ColdFusion's move to java gives developers and system administrators a wealth of performance tuning options. This is due to the fact that the runtime for ColdFusion is now pluggable (the JVM), we don't have to rely completly on Macromedia to make performance optomizations, we can use different JVM's and lots of different JVM settings to improve the performance and scalibility of our ColdFusion Applications. This is a topic I haven't seen much discussion about yet, and I'm not sure why.What JVM should I use?

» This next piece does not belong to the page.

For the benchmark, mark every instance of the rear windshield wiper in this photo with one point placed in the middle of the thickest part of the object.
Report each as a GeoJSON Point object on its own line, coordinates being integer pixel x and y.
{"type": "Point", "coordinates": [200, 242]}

You have lots of choices, IBM, Sun and BEA all make JVM's, each will perform differently. Which is the fastest? I couldn't tell you, it will depend on your server platform, and your application. Sun being the creator of Java, has the most popular JVM, but if you are really concerned about performance you should test with each vendor's JVM.
Here are some articles that may help make your decision (in no particular order)
- Java 1.4 Performance Guide - If your using Sun 1.3 you should probably think about upgrading to 1.4, due to huge increases in JNI performance (if you use COM, Registry, Verity you should see a big boost), Increased threading performance, 35% servlet performance increase (CFM pages are run as servlets in CFMX), byte code to native code compliation, etc
- BEA and Red Hat Partner to Deliver Unparalleled Java Performance For Enterprise-Class Linux
- The Volano Report - a benchmark, this report is 9 months old.
- Spec JVM98 Benchmark - reports are kind of old, but you can buy the benchmark software and run your own tests on your system.
- Java Performance FAQ
- Java Performance Docs (sun) - lots of good stuff here
- Java Platform Performance Strategies Aad Tactics - buy the book or get it free online
- Java HotSpot VM Options - docs on all the jvm settings for sun jvm's
- Tuning Garbage Collection - currently this doc is for 1.3.1, the sun jvm 1.4.1 includes an additional garbage collector, a concurrent gc which is suspossed to work well on multi-processer servers.
- Tuning Threads - this deals only with Solaris because you can choose different threading models on Solaris.
- Big Heaps, and Intimate Shared Memory (ISM) Big Heaps stuff applies to all platforms, the ISM is solaris only.